We tend to think of [the evolution of multicellularity] as quite special, but maybe it’s not. Maybe this is an easier transition than we think.
—Casey Dunn, Brown University

Unfortunately, because the genomics data are so new, experimental data regarding the functions of these genes in single-celled organisms remains limited. Research by biochemist Todd Miller of Stony Brook University in New York and his colleagues, for example, demonstrated that while tyrosine kinases exist in great numbers in choanoflagellates, they lack the tight regulation found in animal signaling pathways, suggesting regulatory elements may have been key to the evolution of multicellularity. But this idea remains speculative, Miller says, as the targets of these enzymes in the unicellular relatives of animals and the details of their activation are still unknown.
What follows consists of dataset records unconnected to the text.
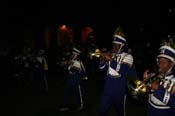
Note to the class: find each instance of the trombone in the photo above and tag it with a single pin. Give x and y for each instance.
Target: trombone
(98, 54)
(139, 89)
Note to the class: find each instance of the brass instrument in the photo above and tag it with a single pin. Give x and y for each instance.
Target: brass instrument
(99, 54)
(139, 89)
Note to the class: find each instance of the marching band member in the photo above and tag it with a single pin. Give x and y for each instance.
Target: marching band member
(118, 68)
(76, 72)
(161, 100)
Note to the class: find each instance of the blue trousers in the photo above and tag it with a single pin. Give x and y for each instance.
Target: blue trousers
(159, 112)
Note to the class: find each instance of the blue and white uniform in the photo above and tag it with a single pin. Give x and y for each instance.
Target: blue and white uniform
(162, 101)
(76, 73)
(116, 77)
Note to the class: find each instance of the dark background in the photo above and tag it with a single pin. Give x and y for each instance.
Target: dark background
(141, 20)
(144, 22)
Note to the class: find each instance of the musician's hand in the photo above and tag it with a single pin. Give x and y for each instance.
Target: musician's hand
(108, 58)
(154, 85)
(145, 74)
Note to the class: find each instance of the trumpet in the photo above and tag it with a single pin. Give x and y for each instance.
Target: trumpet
(99, 54)
(139, 89)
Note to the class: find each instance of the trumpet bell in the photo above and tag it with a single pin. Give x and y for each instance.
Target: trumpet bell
(138, 90)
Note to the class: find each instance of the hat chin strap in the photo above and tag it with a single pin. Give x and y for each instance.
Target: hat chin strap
(120, 48)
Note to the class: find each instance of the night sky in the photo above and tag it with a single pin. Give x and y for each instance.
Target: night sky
(141, 21)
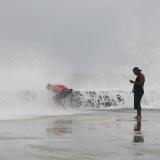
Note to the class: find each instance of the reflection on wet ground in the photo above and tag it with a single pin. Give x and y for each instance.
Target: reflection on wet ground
(138, 135)
(99, 135)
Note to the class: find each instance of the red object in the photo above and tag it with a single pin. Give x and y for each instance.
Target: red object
(59, 88)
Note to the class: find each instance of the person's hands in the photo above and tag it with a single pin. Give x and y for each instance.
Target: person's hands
(131, 81)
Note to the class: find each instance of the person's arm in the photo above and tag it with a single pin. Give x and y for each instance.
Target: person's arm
(141, 80)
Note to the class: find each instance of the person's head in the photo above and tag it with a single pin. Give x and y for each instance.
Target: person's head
(49, 87)
(136, 70)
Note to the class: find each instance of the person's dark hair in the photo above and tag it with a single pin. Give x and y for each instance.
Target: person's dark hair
(49, 86)
(136, 69)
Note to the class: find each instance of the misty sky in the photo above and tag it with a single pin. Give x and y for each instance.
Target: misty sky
(85, 35)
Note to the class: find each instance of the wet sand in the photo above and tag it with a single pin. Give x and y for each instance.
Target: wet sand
(97, 135)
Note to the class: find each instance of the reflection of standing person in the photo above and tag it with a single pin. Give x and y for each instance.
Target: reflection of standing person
(138, 90)
(138, 136)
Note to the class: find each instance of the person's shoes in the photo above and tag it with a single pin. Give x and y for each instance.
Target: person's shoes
(138, 117)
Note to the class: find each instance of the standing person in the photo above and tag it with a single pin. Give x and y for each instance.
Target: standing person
(138, 90)
(61, 92)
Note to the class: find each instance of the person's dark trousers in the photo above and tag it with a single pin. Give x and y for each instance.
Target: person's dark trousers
(137, 101)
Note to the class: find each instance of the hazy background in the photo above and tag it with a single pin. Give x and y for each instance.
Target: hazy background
(81, 43)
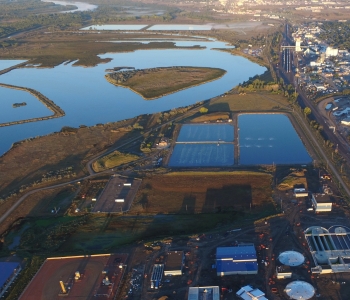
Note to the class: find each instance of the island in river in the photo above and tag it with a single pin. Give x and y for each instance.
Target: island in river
(157, 82)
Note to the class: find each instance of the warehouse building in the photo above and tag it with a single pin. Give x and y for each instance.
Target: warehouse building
(300, 192)
(206, 292)
(8, 272)
(239, 260)
(249, 293)
(174, 263)
(321, 202)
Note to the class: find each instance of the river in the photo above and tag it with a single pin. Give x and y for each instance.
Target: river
(81, 6)
(88, 99)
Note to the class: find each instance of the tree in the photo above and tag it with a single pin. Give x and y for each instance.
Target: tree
(307, 111)
(203, 110)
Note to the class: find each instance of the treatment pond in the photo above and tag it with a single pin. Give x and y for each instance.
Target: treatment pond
(263, 139)
(88, 99)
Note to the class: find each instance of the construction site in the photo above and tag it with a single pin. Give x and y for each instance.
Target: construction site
(73, 277)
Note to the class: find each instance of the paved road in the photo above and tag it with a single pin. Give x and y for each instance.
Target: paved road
(289, 79)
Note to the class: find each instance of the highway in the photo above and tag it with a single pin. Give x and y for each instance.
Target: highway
(289, 78)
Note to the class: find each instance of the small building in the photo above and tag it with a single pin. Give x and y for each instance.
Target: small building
(249, 293)
(174, 263)
(8, 272)
(157, 275)
(300, 192)
(283, 272)
(321, 202)
(239, 260)
(205, 292)
(345, 121)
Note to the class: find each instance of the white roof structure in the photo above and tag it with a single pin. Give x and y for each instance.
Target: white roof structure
(291, 258)
(300, 290)
(249, 293)
(206, 292)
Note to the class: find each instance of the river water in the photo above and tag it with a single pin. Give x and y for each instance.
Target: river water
(87, 98)
(81, 6)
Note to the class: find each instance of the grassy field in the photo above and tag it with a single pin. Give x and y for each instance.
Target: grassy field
(258, 101)
(154, 83)
(53, 48)
(203, 192)
(53, 157)
(211, 117)
(112, 160)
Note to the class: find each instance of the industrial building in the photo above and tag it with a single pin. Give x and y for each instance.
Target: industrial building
(174, 263)
(239, 260)
(321, 202)
(157, 274)
(300, 192)
(249, 293)
(8, 272)
(204, 293)
(87, 277)
(330, 249)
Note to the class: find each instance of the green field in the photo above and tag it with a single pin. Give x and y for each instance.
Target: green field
(112, 160)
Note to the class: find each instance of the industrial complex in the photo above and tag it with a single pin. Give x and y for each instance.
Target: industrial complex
(84, 277)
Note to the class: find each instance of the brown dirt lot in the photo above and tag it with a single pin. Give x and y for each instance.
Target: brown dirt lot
(39, 204)
(195, 192)
(45, 284)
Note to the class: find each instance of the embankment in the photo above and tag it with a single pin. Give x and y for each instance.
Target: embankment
(57, 111)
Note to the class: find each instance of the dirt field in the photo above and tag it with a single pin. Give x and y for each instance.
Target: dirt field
(117, 188)
(40, 204)
(155, 83)
(262, 101)
(196, 192)
(45, 284)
“What we’d really like to be able to do is compare signaling pathways overall and see how they evolved,” Miller says. “We know a lot about the proteins themselves, but it would be great to have a glimpse into a simple pathway where we can begin to unravel what the core elements of the pathway are before layers and layers of additional regulatory elements were added, as we see in metazoan cells.”

To confuse matters more, the vast stretches of time that separate most multicellular organisms from their unicellular cousins—more than half a billion years, in most cases—make for a lot of uncertainty. And as sequencing studies raise more questions, phylogenetic studies are also throwing a shadow of doubt on the animal tree. For example, are sponges really the most basal animals, as has long been thought? A recent phylogenetic study performed by Dunn and his colleagues suggested that perhaps ctenophores (comb jellies) are the earliest diverging extant multicellular animals.4 “Either sponges or ctenophores are sister to all other animals,” Dunn says. “The answer you get depends still on the organisms you include in the analysis, the analysis methods you use, and what genes you look at.”

“In order to understand evolutionary transitions, you need to have a robust phylogenetic framework,” says Ruiz-Trillo. The more genomes are sequenced, the better the phylogenies get, and the more similarities and differences are recognized between multicellular organisms and their unicellular cousins. “It’s a really exciting time” for studying the evolution of multicellularity, King says. With so many open questions and more and more sequenced genomes available each year, “there’s a lot of low-hanging fruit.”

A multicellular model?

Animals aren’t the only multicellular organisms, of course, and thus not the only system applicable to the study of multicellularity’s origins. In fact, multicellularity is believed to have evolved as many as 25 different times among living species. So while the search for metazoan origins may be riddled with uncertainty, perhaps scientists can draw inferences from the study of multicellularity in other lineages.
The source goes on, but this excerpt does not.